The two story, brick school was an architectural beauty with its tall windows (lots of natural light in its classrooms), ornate trim, and other decorative flourishes.

This school was once located on the west side of College Street north of Blacklick Street and built in 1884 at a cost of $10,634. It housed all 12 grades and replaced the Groveport Madison school district’s first building that was built in 1848 at Walnut and Elm streets. The College Street school was expanded in 1912, when two classrooms and a laboratory were added, and in 1919 two portable classrooms were included to accommodate the growing Groveport Madison school district. Groveport Madison Alumni Association records show 411 students earned their high school diploma at this school during its 39 years of operation.

Students walked or rode horses or carriages to the old school on College Street and stabled their horses at a livery stable on nearby Blacklick Street. At noon each school day the students went to the stable to tend to their horses.

The school had no gym or auditorium, but it was surrounded by a large playground with athletic fields. The boys and girls basketball teams played in the second floor auditorium of Groveport Town Hall.

This school is why East Street was renamed to College Street. (East Street got its name because it was the eastern most street of Wert’s Grove, which in 1847 combined with Rarey’s Port to form Groveport.)

Classrooms in the school contained rows of desks and walls lined with chalkboards.

Students learned reading, writing, mathematics, science, citizenship, grammar, and studied literature.

The school’s theatrical and musical performances were held in the Groveport Town Hall auditorium.
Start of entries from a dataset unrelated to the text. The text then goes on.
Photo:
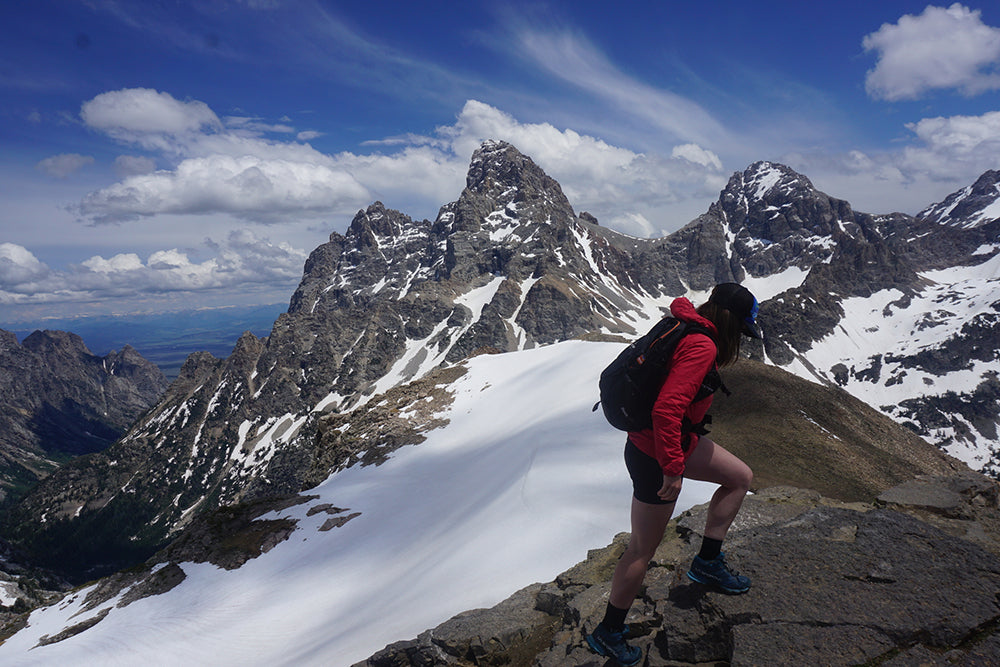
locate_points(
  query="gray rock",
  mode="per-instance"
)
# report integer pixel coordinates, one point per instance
(833, 584)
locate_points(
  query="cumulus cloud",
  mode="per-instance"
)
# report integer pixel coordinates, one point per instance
(64, 165)
(18, 266)
(228, 167)
(146, 116)
(945, 155)
(247, 187)
(243, 261)
(939, 49)
(133, 165)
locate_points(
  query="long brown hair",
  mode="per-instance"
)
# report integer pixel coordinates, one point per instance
(730, 330)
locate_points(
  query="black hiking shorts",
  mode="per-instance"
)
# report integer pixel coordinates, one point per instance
(646, 474)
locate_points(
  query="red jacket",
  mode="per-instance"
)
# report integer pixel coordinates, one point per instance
(693, 358)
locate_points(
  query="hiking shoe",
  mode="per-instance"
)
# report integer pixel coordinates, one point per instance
(612, 645)
(717, 574)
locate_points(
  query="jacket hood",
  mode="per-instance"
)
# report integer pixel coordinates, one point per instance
(683, 309)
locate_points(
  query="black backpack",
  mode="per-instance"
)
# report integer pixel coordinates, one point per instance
(630, 384)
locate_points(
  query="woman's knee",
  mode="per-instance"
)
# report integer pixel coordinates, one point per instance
(742, 477)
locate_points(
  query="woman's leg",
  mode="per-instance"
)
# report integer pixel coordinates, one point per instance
(648, 525)
(710, 462)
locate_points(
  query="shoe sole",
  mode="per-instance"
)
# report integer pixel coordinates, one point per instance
(603, 652)
(716, 586)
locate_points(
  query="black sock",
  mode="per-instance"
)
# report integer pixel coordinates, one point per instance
(614, 618)
(710, 548)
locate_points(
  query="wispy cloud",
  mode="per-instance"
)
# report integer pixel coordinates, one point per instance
(64, 165)
(573, 58)
(232, 170)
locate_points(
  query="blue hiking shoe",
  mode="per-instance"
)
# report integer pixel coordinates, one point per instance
(716, 573)
(612, 645)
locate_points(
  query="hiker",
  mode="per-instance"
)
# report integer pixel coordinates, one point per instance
(658, 459)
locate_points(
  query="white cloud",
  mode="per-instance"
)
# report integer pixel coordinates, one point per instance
(133, 165)
(19, 266)
(948, 154)
(242, 262)
(698, 155)
(64, 165)
(939, 49)
(143, 115)
(247, 187)
(230, 170)
(575, 60)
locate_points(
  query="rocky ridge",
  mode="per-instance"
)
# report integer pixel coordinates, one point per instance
(510, 265)
(60, 401)
(924, 558)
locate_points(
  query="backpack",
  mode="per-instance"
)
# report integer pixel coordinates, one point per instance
(630, 384)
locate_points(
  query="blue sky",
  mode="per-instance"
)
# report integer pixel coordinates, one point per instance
(165, 155)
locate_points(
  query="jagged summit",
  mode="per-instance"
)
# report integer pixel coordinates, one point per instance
(970, 207)
(509, 266)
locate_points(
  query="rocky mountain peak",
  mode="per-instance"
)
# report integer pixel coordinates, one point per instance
(971, 207)
(47, 342)
(504, 189)
(59, 399)
(774, 203)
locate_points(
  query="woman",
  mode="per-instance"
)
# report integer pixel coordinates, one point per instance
(658, 459)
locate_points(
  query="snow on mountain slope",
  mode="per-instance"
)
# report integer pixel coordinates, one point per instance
(887, 347)
(520, 484)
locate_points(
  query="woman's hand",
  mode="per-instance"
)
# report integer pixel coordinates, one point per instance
(671, 488)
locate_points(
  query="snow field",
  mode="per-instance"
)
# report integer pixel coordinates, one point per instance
(523, 481)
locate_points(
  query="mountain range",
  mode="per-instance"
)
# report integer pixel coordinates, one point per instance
(902, 312)
(899, 311)
(61, 401)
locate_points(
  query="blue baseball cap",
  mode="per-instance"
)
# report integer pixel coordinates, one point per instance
(740, 302)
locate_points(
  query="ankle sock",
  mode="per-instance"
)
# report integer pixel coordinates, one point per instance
(710, 548)
(614, 618)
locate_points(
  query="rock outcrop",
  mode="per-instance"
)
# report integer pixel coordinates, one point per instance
(58, 400)
(911, 578)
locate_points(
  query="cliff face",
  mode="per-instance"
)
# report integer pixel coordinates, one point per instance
(911, 579)
(57, 401)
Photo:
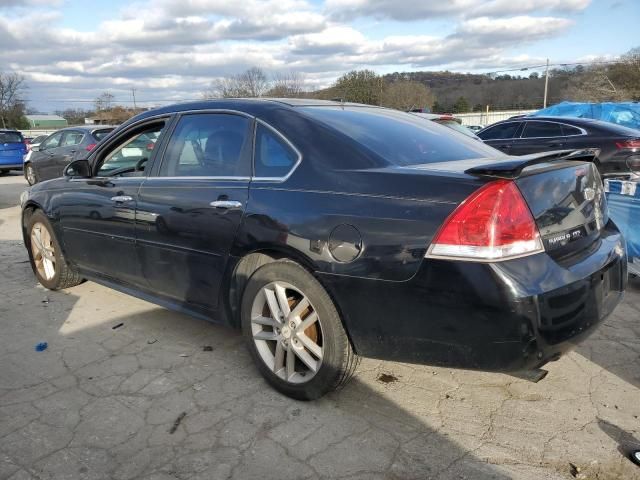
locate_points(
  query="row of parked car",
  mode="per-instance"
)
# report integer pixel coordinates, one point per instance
(45, 157)
(326, 231)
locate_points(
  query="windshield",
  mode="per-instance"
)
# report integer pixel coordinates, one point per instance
(10, 137)
(401, 138)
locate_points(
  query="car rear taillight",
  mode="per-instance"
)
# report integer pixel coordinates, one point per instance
(494, 223)
(629, 143)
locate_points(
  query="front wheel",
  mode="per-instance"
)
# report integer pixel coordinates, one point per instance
(294, 332)
(47, 260)
(30, 174)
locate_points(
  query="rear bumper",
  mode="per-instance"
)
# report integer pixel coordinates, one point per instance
(507, 316)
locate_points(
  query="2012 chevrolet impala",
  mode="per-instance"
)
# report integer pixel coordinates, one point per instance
(328, 231)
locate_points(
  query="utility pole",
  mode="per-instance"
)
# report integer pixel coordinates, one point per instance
(546, 85)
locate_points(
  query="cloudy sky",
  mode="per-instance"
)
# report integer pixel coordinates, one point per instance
(170, 50)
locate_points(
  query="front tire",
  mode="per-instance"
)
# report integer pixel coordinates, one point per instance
(47, 261)
(294, 332)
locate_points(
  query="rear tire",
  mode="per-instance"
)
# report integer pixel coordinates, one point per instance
(47, 261)
(302, 349)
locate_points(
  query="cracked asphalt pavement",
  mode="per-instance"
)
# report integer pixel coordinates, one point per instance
(146, 400)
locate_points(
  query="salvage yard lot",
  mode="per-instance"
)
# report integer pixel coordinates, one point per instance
(146, 400)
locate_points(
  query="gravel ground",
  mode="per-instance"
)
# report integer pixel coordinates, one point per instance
(146, 401)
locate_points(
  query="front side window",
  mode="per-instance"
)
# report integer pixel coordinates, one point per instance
(130, 156)
(503, 131)
(542, 130)
(273, 157)
(209, 145)
(52, 142)
(71, 138)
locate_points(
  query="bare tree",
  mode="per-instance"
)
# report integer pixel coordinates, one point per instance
(11, 87)
(406, 95)
(251, 83)
(104, 101)
(286, 85)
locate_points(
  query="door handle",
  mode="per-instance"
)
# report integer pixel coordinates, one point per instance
(226, 204)
(122, 198)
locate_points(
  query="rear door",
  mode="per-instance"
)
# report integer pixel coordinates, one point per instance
(538, 136)
(501, 136)
(191, 206)
(69, 145)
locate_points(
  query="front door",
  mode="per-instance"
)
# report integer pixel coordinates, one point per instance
(98, 215)
(191, 206)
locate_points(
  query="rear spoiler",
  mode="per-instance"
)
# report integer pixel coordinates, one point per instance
(513, 167)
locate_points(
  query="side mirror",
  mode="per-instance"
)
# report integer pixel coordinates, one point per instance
(78, 168)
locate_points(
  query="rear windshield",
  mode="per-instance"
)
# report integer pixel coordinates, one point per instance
(10, 137)
(100, 134)
(401, 138)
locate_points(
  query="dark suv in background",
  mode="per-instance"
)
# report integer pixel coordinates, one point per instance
(619, 146)
(61, 148)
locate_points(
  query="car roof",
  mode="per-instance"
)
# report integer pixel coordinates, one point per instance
(88, 128)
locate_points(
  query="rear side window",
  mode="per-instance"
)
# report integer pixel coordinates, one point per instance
(542, 130)
(100, 134)
(400, 138)
(274, 157)
(10, 137)
(504, 131)
(568, 130)
(209, 145)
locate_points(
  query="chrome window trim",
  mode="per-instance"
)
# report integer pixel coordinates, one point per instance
(192, 177)
(288, 142)
(582, 130)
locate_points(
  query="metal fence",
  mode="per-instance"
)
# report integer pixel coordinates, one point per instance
(487, 118)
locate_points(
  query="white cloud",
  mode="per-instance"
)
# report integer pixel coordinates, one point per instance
(173, 49)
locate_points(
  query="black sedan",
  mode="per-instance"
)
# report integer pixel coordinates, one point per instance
(49, 159)
(619, 146)
(329, 231)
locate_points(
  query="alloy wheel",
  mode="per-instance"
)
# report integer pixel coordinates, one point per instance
(287, 332)
(43, 251)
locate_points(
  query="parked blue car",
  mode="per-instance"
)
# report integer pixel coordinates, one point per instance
(626, 114)
(12, 150)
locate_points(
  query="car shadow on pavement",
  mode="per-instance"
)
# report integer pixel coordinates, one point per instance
(126, 389)
(615, 346)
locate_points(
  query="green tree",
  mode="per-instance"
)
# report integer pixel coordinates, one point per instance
(361, 86)
(461, 105)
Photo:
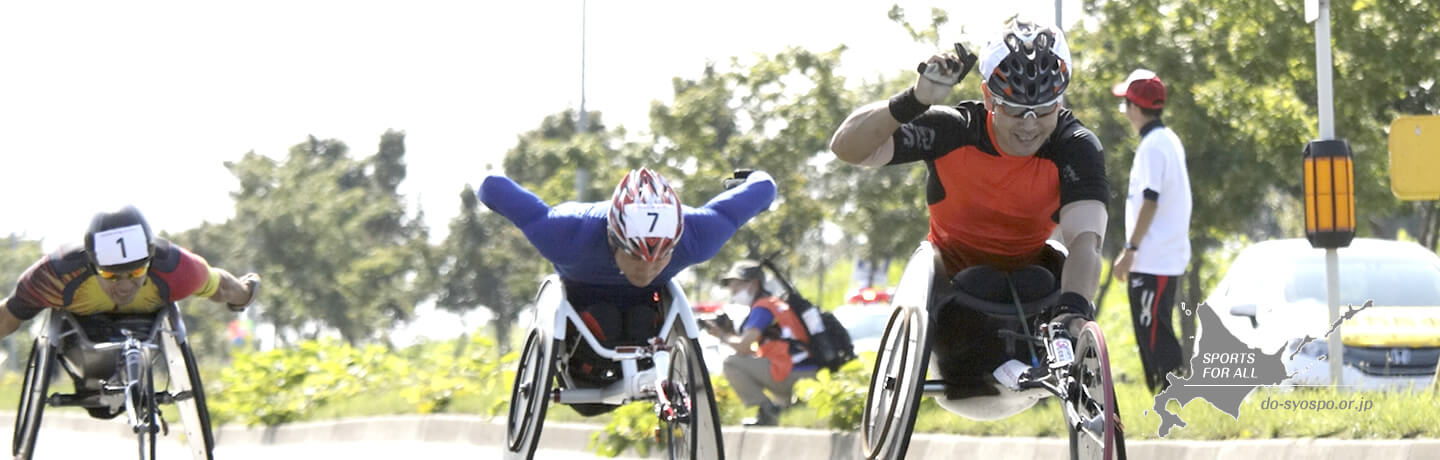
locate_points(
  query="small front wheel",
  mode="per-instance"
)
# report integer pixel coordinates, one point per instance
(896, 385)
(696, 431)
(187, 391)
(1092, 414)
(530, 394)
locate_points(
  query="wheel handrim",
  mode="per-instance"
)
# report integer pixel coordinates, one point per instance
(683, 375)
(880, 410)
(1095, 403)
(32, 401)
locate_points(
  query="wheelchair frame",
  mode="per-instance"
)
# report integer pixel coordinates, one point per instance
(130, 361)
(676, 355)
(899, 378)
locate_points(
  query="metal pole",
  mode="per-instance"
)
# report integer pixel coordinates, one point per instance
(1326, 100)
(582, 175)
(1059, 23)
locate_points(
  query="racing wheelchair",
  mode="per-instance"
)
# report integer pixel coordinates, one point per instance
(1037, 364)
(111, 359)
(677, 381)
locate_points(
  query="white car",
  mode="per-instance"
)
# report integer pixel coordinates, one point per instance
(1275, 294)
(864, 323)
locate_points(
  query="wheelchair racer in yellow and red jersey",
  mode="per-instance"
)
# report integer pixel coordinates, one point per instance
(123, 268)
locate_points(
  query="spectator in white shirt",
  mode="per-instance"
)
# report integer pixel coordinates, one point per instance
(1157, 227)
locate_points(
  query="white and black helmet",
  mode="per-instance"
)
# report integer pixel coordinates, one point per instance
(1028, 65)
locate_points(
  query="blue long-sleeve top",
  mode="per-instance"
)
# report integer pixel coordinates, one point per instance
(572, 235)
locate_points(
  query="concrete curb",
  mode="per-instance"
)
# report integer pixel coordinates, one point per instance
(763, 443)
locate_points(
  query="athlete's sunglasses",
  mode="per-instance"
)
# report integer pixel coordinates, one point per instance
(127, 274)
(1027, 111)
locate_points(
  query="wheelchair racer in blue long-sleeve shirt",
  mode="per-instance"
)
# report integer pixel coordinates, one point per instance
(617, 257)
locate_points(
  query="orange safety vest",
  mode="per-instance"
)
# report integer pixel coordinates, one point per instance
(778, 352)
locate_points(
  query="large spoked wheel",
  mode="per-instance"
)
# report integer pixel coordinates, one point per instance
(896, 385)
(32, 398)
(530, 394)
(187, 392)
(1092, 414)
(696, 434)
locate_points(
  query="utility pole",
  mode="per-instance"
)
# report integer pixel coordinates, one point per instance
(1059, 23)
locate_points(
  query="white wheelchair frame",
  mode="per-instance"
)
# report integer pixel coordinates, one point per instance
(87, 356)
(677, 336)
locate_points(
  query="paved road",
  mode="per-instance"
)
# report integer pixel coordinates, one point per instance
(71, 444)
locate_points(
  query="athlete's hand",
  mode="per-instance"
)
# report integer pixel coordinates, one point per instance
(252, 283)
(941, 74)
(738, 178)
(1070, 313)
(1122, 266)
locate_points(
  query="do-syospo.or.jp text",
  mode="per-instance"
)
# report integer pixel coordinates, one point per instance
(1360, 405)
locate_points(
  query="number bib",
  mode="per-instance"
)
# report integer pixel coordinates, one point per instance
(120, 245)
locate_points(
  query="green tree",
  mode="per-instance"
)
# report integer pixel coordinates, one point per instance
(1242, 97)
(221, 245)
(16, 254)
(331, 237)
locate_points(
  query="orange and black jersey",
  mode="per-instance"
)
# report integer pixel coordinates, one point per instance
(992, 208)
(65, 280)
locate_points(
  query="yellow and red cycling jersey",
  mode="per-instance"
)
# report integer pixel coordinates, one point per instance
(65, 280)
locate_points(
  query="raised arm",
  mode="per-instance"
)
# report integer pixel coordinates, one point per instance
(709, 227)
(1082, 225)
(866, 137)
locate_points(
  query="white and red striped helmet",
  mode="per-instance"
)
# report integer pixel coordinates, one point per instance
(645, 218)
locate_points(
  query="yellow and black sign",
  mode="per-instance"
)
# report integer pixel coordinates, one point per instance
(1329, 193)
(1414, 157)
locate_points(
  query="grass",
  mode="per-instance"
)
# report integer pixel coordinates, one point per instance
(1393, 416)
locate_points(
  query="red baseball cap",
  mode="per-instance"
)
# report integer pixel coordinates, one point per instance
(1142, 88)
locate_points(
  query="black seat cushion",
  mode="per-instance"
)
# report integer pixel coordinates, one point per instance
(982, 281)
Sometimes plays would also be staged in the ballroom of the Elmont Hotel on Main Street, while more modest productions were put on in a classroom. The plays performed were often works of William Shakespeare. Students created their own costumes, which would be reused until they frayed.

A popular performance forum appears to have been an active school literary society that gave public readings of literature and of original works, sang songs, held debates, and performed musical concerts.

The first sports the school embraced were baseball and basketball, with the school fielding both boys and girls varsity basketball teams. Football was the next to come along in the early 20th century.

Another early sport played at the school was tennis, which popped up for a time after World War I before disappearing prior to the Great Depression and then reappearing in the late 1950s. The tennis court at the school was most likely dirt or grass. A tennis court sign stated, “Girls with high heeled shoes, please stay off.”

Because travel in the late 19th and early 20th centuries was not easy, athletic games were usually played against nearby schools like Canal Winchester, Ashville Hamilton Township, Grove City, and Reynoldsburg.

Athletes did not ride school buses to away games. Instead they rode the electric interurban railway that passed near the school or piled into trucks for trips to places where the interurban go. Journals of the time note notations about players and fans catching the “4:18” interurban for an away game and a coach securing a truck to take a team to a game in Hilliard.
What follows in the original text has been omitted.